28 février 2002 |
Fiers jusqu'à l'arrogance, indépendants d'esprit,
réfractaires tant à l'autorité qu'au travail
assidu, courageux, habiles de leurs mains et vaillants au combat,
telles apparaissaient les premières générations
de Canadiens aux voyageurs et administrateurs français
séjournant en Nouvelle-France au 17e siècle.
Selon Réal Ouellet, professeur associé de littérature
et membre régulier du CELAT (Centre interuniversitaire
d'études sur les lettres, les arts et les traditions),
cette nouvelle identité collective s'appuyait sur trois
piliers: la langue française, la religion catholique et
le tandem sédentarité-nomadisme. "Le tiraillement
entre deux manières d'exploiter le territoire - l'agriculture
et le commerce des fourrures - a vite marqué la population
d'origine française, explique-t-il. D'une part, la rareté
de la main-d'oeuvre, l'abondance des terres et la dispersion de
la population permettent d'échapper jusqu'à un certain
point à la contrainte du pouvoir politique et religieux.
D'autre part, une partie de la population masculine, des coureurs
de bois mais aussi de nombreux colons attirés par la traite
des fourrures, nomadise avec les Amérindiens dont elle
partage l'existence plus ou moins continûment."
Une influence déterminante
Le mercredi 20 février au pavillon Charles-De Koninck,
Réal Ouellet a prononcé une conférence sur
la canadianité au 18e siècle dans le cadre des midis-causeries
du CELAT. "Ce ne sont pas seulement des alliances formelles
et durables qui ont été forgées avec les
Amérindiens, dit-il, mais des manières d'être,
de vivre et même de penser." La chasse au gibier, la
pêche sous la glace, les déplacements en raquettes
et en canot d'écorce, fumer du tabac, même faire
la guerre à l'indienne par des embuscades, des attaques
surprises et des retraits rapides, les premiers Canadiens se démarquent
des Français de la métropole. Sur le plan social,
des pratiques quotidiennes égalitaristes atténuent
la notion de hiérarchie, un des fondements du système
monarchique français. Au milieu du 18e siècle, l'aide
de camp du marquis de Montcalm, Louis Antoine de Bougainville,
fait allusion dans sa correspondance à deux nations différentes,
voire "ennemies" dont l'animosité réciproque
va même jusqu'à perturber le déroulement des
opérations militaires.
Réal Ouellet a étudié le profil changeant de la canadianité au 18e siècle
Des nomades devenus sédentaires
Selon Réal Ouellet, une nouvelle phase de l'identité
canadienne commence avec la défaite militaire des plaines
d'Abraham en 1759. À Québec, les 8 000 habitants,
forcés de rendre leurs fusils, vivent sous la loi martiale.

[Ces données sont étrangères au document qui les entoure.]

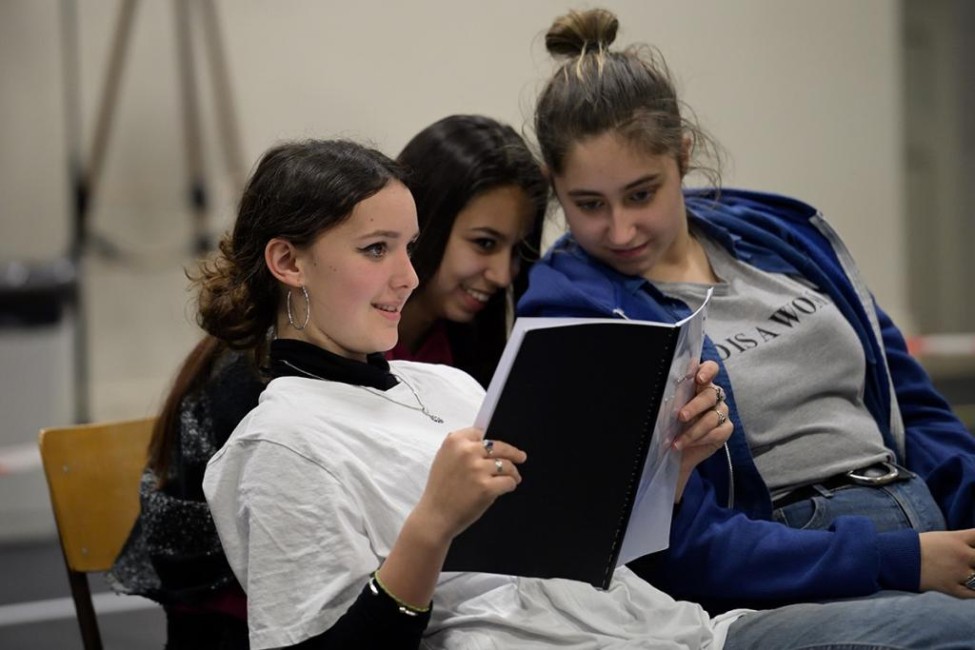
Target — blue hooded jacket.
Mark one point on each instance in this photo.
(724, 549)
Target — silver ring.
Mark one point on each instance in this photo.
(718, 394)
(722, 418)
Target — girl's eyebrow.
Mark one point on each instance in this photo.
(487, 230)
(649, 178)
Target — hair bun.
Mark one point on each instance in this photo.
(578, 31)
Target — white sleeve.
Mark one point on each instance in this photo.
(293, 536)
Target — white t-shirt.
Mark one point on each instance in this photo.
(311, 490)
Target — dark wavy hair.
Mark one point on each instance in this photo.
(297, 191)
(449, 163)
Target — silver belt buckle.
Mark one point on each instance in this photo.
(892, 475)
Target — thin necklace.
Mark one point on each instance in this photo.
(421, 408)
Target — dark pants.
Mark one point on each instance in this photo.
(204, 631)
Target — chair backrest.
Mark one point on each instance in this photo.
(93, 473)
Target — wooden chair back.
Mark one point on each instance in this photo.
(93, 473)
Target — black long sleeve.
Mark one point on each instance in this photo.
(374, 620)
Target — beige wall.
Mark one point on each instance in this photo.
(804, 95)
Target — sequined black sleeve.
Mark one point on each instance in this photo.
(373, 621)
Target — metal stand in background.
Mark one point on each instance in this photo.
(86, 176)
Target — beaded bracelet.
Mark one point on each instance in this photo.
(375, 584)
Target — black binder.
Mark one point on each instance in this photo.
(582, 400)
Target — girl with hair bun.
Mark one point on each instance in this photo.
(337, 497)
(847, 475)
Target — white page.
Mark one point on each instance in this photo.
(648, 530)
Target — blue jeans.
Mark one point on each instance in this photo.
(888, 620)
(895, 506)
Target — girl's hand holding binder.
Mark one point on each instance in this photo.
(465, 478)
(706, 425)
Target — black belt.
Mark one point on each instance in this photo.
(875, 475)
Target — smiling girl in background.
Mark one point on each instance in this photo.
(480, 199)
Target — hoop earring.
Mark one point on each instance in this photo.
(291, 318)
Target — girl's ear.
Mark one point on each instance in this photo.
(281, 258)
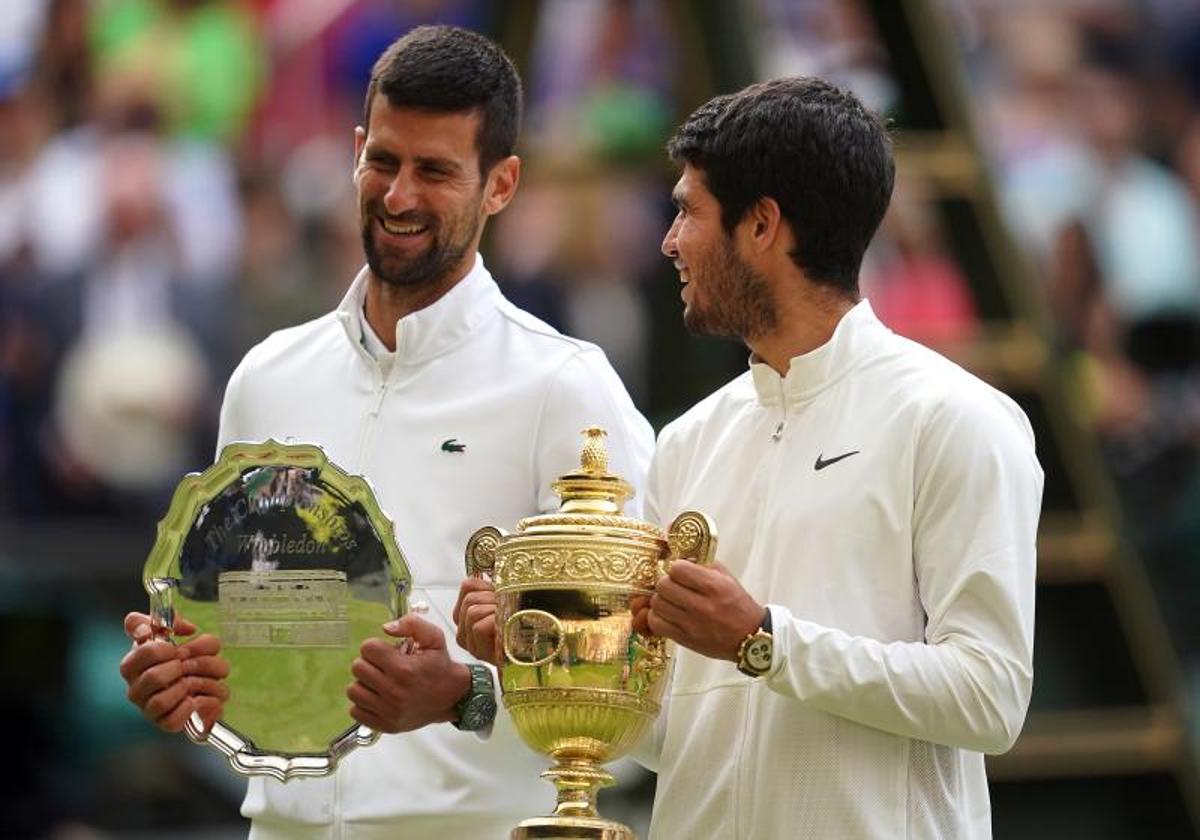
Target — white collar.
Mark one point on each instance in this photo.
(439, 327)
(808, 375)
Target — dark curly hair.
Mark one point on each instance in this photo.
(448, 69)
(815, 149)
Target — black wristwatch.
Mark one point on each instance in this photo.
(477, 709)
(756, 649)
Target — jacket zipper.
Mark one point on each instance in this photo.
(370, 423)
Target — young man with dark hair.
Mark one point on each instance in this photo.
(423, 349)
(869, 635)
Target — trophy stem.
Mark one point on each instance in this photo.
(577, 780)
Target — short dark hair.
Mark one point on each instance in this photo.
(815, 149)
(448, 69)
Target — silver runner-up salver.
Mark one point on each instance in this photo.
(292, 564)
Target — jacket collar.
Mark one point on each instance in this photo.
(808, 375)
(439, 327)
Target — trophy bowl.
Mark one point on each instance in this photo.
(579, 682)
(292, 564)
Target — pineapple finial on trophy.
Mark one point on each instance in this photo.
(592, 489)
(594, 457)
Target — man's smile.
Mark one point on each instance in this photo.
(402, 228)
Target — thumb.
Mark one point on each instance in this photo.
(426, 635)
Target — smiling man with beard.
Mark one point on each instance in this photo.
(460, 408)
(869, 635)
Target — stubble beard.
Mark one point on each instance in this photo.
(427, 268)
(738, 300)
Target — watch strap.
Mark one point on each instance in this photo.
(477, 709)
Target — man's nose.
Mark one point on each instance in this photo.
(669, 246)
(401, 193)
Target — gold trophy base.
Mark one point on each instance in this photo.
(571, 828)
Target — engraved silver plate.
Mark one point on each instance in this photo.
(292, 564)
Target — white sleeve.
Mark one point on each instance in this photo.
(648, 750)
(231, 427)
(586, 391)
(977, 496)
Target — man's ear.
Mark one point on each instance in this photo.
(502, 184)
(360, 139)
(763, 222)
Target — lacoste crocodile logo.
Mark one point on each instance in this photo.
(822, 463)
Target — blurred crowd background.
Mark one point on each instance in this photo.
(175, 184)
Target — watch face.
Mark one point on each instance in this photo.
(478, 713)
(757, 653)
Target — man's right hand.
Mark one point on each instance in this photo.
(474, 616)
(169, 682)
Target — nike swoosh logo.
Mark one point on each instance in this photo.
(822, 463)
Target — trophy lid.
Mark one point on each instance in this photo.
(591, 495)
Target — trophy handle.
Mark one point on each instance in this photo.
(481, 551)
(693, 537)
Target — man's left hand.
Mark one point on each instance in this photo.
(399, 688)
(703, 609)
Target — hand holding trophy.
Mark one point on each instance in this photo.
(580, 683)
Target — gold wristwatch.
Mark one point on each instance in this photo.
(756, 649)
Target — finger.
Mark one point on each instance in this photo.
(203, 687)
(479, 630)
(369, 719)
(138, 627)
(183, 627)
(683, 598)
(145, 657)
(209, 709)
(175, 719)
(365, 699)
(468, 587)
(161, 703)
(695, 576)
(640, 621)
(427, 635)
(217, 667)
(153, 681)
(469, 616)
(661, 627)
(201, 646)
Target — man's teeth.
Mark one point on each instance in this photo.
(391, 227)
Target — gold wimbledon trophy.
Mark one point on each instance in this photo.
(579, 682)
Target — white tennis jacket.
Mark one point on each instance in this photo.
(883, 503)
(480, 412)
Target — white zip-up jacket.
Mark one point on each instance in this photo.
(883, 503)
(475, 371)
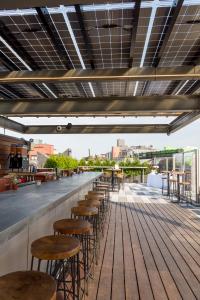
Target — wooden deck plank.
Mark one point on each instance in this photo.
(187, 217)
(144, 285)
(182, 235)
(187, 225)
(177, 275)
(154, 276)
(190, 262)
(94, 283)
(167, 279)
(184, 278)
(151, 250)
(131, 285)
(105, 282)
(118, 289)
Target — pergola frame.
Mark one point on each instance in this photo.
(129, 74)
(186, 108)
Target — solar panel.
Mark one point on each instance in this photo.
(109, 29)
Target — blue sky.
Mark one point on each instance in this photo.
(188, 136)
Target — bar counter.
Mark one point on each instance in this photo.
(29, 213)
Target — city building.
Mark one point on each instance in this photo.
(68, 152)
(39, 153)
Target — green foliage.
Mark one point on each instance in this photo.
(110, 163)
(61, 162)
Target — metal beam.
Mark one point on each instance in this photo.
(11, 41)
(52, 31)
(169, 25)
(10, 4)
(98, 129)
(104, 106)
(87, 42)
(183, 120)
(85, 35)
(12, 125)
(136, 14)
(54, 35)
(174, 13)
(132, 74)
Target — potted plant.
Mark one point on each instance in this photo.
(15, 183)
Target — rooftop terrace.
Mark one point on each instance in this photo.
(151, 249)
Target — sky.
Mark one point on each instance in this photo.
(102, 143)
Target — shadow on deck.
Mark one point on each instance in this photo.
(151, 249)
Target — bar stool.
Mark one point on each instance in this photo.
(90, 214)
(27, 285)
(99, 202)
(103, 189)
(60, 254)
(82, 230)
(173, 188)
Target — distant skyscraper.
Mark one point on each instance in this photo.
(120, 143)
(68, 152)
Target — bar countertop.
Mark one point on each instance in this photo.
(18, 208)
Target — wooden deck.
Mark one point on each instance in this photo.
(151, 250)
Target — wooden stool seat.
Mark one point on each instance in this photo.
(89, 203)
(55, 247)
(99, 193)
(94, 197)
(84, 211)
(173, 180)
(185, 183)
(27, 285)
(72, 226)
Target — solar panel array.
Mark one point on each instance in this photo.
(109, 32)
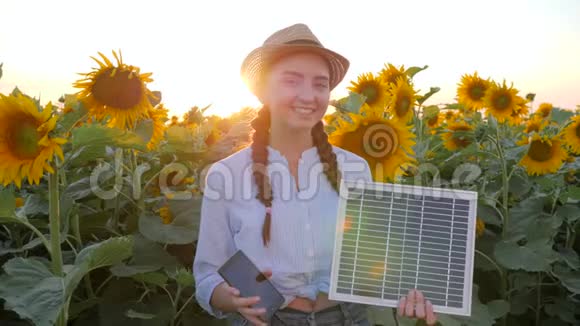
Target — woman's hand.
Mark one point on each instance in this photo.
(414, 305)
(227, 298)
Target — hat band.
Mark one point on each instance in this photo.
(310, 42)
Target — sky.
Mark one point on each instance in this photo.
(195, 48)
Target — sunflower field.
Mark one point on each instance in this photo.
(100, 193)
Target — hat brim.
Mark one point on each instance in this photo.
(259, 59)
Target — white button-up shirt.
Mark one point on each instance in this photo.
(303, 222)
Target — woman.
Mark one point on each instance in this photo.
(284, 220)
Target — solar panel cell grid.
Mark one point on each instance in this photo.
(392, 240)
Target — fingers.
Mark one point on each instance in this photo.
(431, 318)
(267, 273)
(243, 302)
(401, 307)
(420, 305)
(414, 305)
(232, 291)
(254, 315)
(410, 304)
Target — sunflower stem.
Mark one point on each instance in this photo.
(505, 189)
(539, 299)
(54, 218)
(54, 204)
(118, 186)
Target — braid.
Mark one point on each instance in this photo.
(327, 155)
(260, 140)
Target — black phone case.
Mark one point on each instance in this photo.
(241, 273)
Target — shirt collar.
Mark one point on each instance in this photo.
(309, 154)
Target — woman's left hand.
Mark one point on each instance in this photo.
(414, 305)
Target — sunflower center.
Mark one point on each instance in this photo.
(403, 106)
(371, 93)
(461, 140)
(23, 139)
(477, 92)
(540, 151)
(118, 88)
(372, 140)
(502, 102)
(433, 121)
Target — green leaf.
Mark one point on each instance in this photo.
(535, 257)
(29, 289)
(85, 154)
(155, 278)
(570, 257)
(524, 214)
(148, 256)
(574, 192)
(144, 129)
(427, 95)
(138, 315)
(35, 204)
(563, 309)
(560, 117)
(488, 214)
(96, 134)
(183, 277)
(412, 71)
(498, 308)
(570, 279)
(351, 103)
(70, 119)
(105, 253)
(569, 212)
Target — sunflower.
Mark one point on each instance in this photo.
(165, 214)
(403, 100)
(158, 116)
(391, 74)
(544, 109)
(535, 124)
(450, 116)
(571, 135)
(19, 202)
(471, 91)
(521, 112)
(502, 101)
(26, 149)
(544, 155)
(385, 144)
(116, 91)
(454, 141)
(373, 88)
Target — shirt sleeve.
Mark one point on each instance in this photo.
(215, 240)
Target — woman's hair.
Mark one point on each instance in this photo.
(260, 141)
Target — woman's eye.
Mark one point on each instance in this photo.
(290, 82)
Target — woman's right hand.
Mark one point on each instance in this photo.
(227, 298)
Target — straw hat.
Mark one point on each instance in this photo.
(292, 39)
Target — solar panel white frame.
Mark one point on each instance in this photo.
(462, 308)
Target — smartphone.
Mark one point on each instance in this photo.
(241, 273)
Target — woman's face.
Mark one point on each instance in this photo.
(297, 91)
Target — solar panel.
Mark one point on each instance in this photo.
(393, 238)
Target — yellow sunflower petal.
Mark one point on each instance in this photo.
(544, 156)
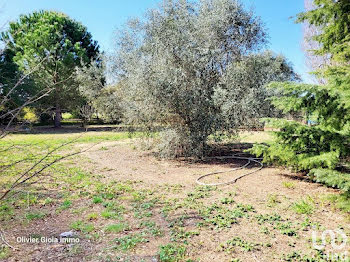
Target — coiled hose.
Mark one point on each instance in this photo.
(249, 160)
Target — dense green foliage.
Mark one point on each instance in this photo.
(193, 68)
(49, 46)
(15, 89)
(321, 147)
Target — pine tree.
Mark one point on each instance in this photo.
(322, 149)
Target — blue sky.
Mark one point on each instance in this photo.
(104, 16)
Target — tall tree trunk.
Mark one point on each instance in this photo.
(58, 116)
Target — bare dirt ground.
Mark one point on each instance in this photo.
(258, 212)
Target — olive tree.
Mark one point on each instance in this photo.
(178, 68)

En perdant le Labrador, les Grands Lacs et l'Ohio, des régions
où s'effectuait la majeure partie de la traite des fourrures,
les Canadiens perdent en même temps leur espace de nomadisme.
Lorsque gronde la Révolution américaine, quelques
années plus tard, la population de la nouvelle Province
of Quebec reste neutre. "Bousculés par les événements,
les Canadiens adoptent, me semble-t-il, une attitude attentiste
guidée par une sorte de prudence paysanne qui refuse de
s'engager sur un terrain mal connu", avance Réal Ouellet.
Leur neutralité, les Canadiens la pousseront jusqu'à
refuser de s'enrôler lorsque la colonie sera menacée
par les armées révolutionnaires américaines.
En 1778, la Gazette littéraire voit le jour. Ce
journal initie ses lecteurs aux débats d'idées.
À compter de 1806, le journal le Canadien défend
les intérêts des francophones sur la place publique.
Entre ces deux dates, 1791 voit l'instauration de l'Acte constitutionnel,
une étape cruciale dans la consolidation de l'identité
canadienne. "La constitution de 1791, si limitée soit-elle,
ouvre la porte à une prise en mains de la sphère
politique alors que les Canadiens se familiarisent avec le régime
parlementaire", précise Réal Ouellet.